Or, pour ce faire, il faut supprimer tout ce qu'il y a d'ambigu
chez l'humain. Un sportif ne doit pas douter de lui-même pendant
l'événement. Son intelligence ne doit présenter
aucune faille. Moi, je voudrais rappeler que tout ce que l'humain
a fait de grand depuis qu'il existe, notamment les productions littéraires,
artistiques, cinématographiques, c'est du côté
de la faille, c'est là que ça manque.
Le Devoir: N'y a-t-il pas dans le sport un idéal intéressant
de maîtrise de soi pouvant mener au dépassement, voire
à l'autonomie?
R. R.: Le stoïcisme et certaines philosophies orientales sont
des pensées de la maîtrise de soi. Mais elles prônent
une victoire sur soi-même. Le sport, c'est l'idée de
la maîtrise, mais pour un gain aux dépens d'autrui.
La victoire sur soi-même y est conditionnée par la
volonté de supplanter autrui. La différence est capitale.

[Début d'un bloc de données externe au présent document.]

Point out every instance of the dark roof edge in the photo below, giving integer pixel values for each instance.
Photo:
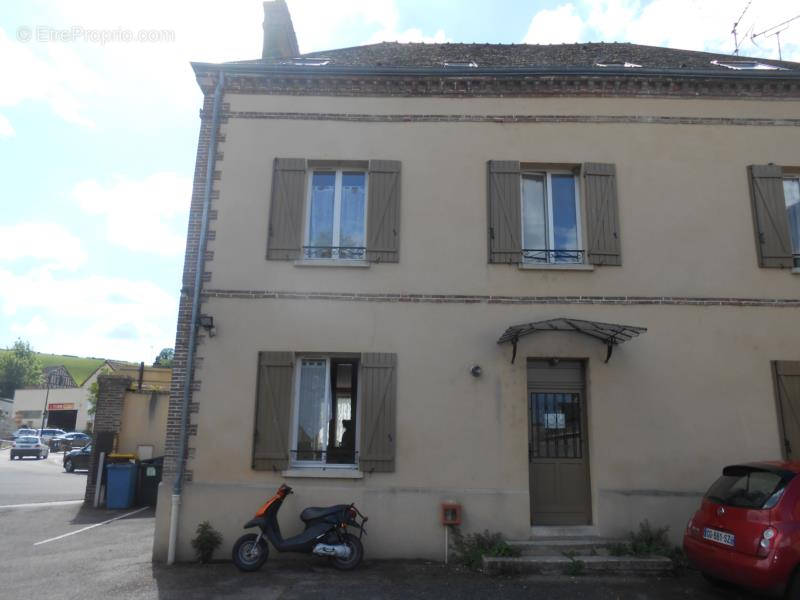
(271, 69)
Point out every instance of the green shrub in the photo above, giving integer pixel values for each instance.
(650, 540)
(470, 549)
(207, 540)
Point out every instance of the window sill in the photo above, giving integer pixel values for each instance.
(317, 473)
(324, 262)
(555, 267)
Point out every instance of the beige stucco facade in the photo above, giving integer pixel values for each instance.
(669, 409)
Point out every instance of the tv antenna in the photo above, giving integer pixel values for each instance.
(735, 32)
(776, 32)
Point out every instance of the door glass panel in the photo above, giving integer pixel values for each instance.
(791, 194)
(352, 228)
(565, 219)
(312, 422)
(556, 425)
(534, 216)
(320, 222)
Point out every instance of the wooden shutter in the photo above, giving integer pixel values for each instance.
(378, 405)
(771, 224)
(602, 214)
(505, 211)
(787, 390)
(273, 410)
(285, 235)
(383, 211)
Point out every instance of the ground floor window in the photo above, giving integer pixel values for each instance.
(325, 408)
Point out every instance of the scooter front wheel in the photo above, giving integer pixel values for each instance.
(249, 554)
(356, 553)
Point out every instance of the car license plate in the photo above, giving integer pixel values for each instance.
(719, 536)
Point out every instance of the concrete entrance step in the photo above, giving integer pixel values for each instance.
(558, 546)
(563, 565)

Cette victoire implique en plus la paralysie d'un grand nombre de
forces intérieures qui sont trop ambiguës, trop hésitantes
pour pouvoir être utilisables. Quand un joueur de tennis commence
à se poser des questions, il se met à perdre. Tragique
situation où, si la force intérieure s'exprime, elle
devient source de faiblesse sportive! Et cette faiblesse, eh bien,
on l'appelle "âme".
Le Devoir: On dit souvent que le sport, c'est la guerre "sublimée".
C'est votre avis?
R. R.: Oui, mais c'est aussi, de plus en plus, la guerre contre
le corps.
Le Devoir: N'entend-on pas depuis toujours que le sport permet
"un esprit sain dans un corps sain"?
R. R.: Ce n'est plus vrai. Ce ne le fut peut-être jamais.
Le Devoir: Et vous? Vous ne vous gardez pas en forme grâce
au vélo?
R. R.: Oui, bien sûr, mais on est là dans la promenade,
dans l'exercice physique lié à la vitalité,
au fait de vivre. Ce n'est pas la même chose que ce produit
spectaculaire et idéologique qu'on appelle aujourd'hui "le
sport". Produit diffusé sur toute la planète
qui a partout des effets très observables d'uniformisation
des corps et des esprits.
Le Devoir: Mais avez-vous encore du plaisir à regarder le
foot ou le Tour de France à la télé et, si
oui, boudez-vous ce plaisir?
R. R.: Il m'arrive rarement d'avoir du plaisir. Au football, le
jeu est de plus en plus stéréotypé. Quant au
Tour de France, il n'a plus du tout la magie de jadis. Je crois
qu'il faut se déprendre du plaisir pour l'interroger, le
distinguer, le différencier du message que le sport charrie.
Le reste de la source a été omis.